Part 1

31 1 0
                                        

Seorang penulis tampan meramaikan suasana pesta di sebuah klub.

Pesta tersebut rupanya pesta ulang tahun sang penulis , Candra . Di tengah suasana pesta yang bertambah semarak, tidak ada yang menyadari masuknya seorang pria misterius membawa sebuah garpu.

Para hadirin bersorak ketika kekasih Candra mencium Candra . Candra balas mencium kekasihnya itu untuk memenuhi permintaan para tamu agar mereka berciuman sekali lagi.

Tiba-tiba suara riuh itu terhenti dan tersisa suara satu orang. Candra berbalik untuk melihat orang tersebut. Ia tertegun melihat Bagas.

Bagas meninju wajah Candra lalu menusuk pundaknya dengan garpu yang dibawanya. Berkali-kali. Candra roboh ke lantai. Beberapa orang berusaha menghentikan Bagas tapi ia terus mengamuk dan melukai orang-orang yang hendak menghentikannya.

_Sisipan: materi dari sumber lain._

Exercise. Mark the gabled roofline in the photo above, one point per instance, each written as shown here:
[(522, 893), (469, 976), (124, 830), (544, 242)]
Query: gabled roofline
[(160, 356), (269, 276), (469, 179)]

Kekasih Candra berteriak histeris sambil menangis meminta pertolongan untuk Candra.

"Kakak! Kak Can!" seorang anak SMA menghampirinya sambil menangis.

"Kakak...." Panggilnya dalam hati. "Ah, si bodoh itu."

Air matanya mengalir lalu ia memejamkan matanya.

***

Kayla pulang ke rumah yang nampak sepi. Seisi rumah nampak bersih tapi di meja berserakan bungkus-bungkus sisa makanan dan bak cuci piring penuh dengan alat makan kotor. Kayla mengernyit sedikit lalu mencuci sebuah mangkuk dan mengisinya dengan sereal. Kayla bukanlah tipe wanita yang mengutamakan kebersihan.

Ia memakan serealnya sambil menonton televisi. Televisi menayangkan berita mengenai keputusan final kasus penyerangan terhadap Candra. Disebutkan ia sudah meminta hakim mempertimbangkan keringana hukuman dengan alasan kakaknya masih dalam keadaan sensitif setelah mendekam lama di penjara. Tapi hakim menyatakan bahwa korban penyerangan bukan hanya ia tapi juga beberapa orang lainnya. Dan karena Bagas tidak menunjukkan pertobatan dari hukuman sebelumnya, ia dijatuhi hukuman 20 bulan penjara.

"Dia ini selebritis atau penulis? Melihat wajahnya yang berkilau, ia terlihat seperti tipe orang yang mencari keuntungan dengan wajahnya itu"

Kayla mematikan televisi dengan kesal karena sepertinya Candra akan menunda peluncuran novel terbarunya. Padahal ia sudah menunggu berbulan-bulan. Ia mengomel Candra tidak sopan pada para pembaca bukunya.

Kayla mengambil sebuah apel lalu menggigitnya. Belum sepat ia selesai mengunyah, seseorang merebut apelnya dan memakannya.

"Kau ini selalu aja buat keributan, mengapa kamu juga ingin tinggal dirumah ini?" Fatah mengomel. Kayla mengambil kembali apelnya.

"Ya aku memang orang yang seperti itu"

Fatah terus mencerocos mengomeli Kayla yang menyalakan TV keras-keras padahal hari masih pagi. Juga Kayla meninggalkan mangkuknya begitu saja di atas meja tanpa membawanya ke dapur.

"Aku ini teman serumah dan seniormu, bukan pelayanmu! Jika kau pikir ini rumah anjing di mana kau hidup sendirian, maka pikirkanlah lagi!"

"Rumah ini memang sudah menjadi rumah anjing," sahut Kayla.

"Angga! Aku pulang"

"Hei jangan ganggu dia! Sudah 5 hari menangis karena cintanya ditolak". Teriak Fatah

Kayla tak peduli dan terus berteriak memanggil Angga.

"Angga".

Fatah terpaksa menyusul Kayla. Kayla membuka pintu kamar Angga tanpa mengetuknya lebih dulu. Untung Angga masih tertidur lelap.

Kayla melihat tissue berserakan di lantai.

"Angga menggunakan tissue-tissue itu untuk membuang ingus!" Ucap Fatah datar.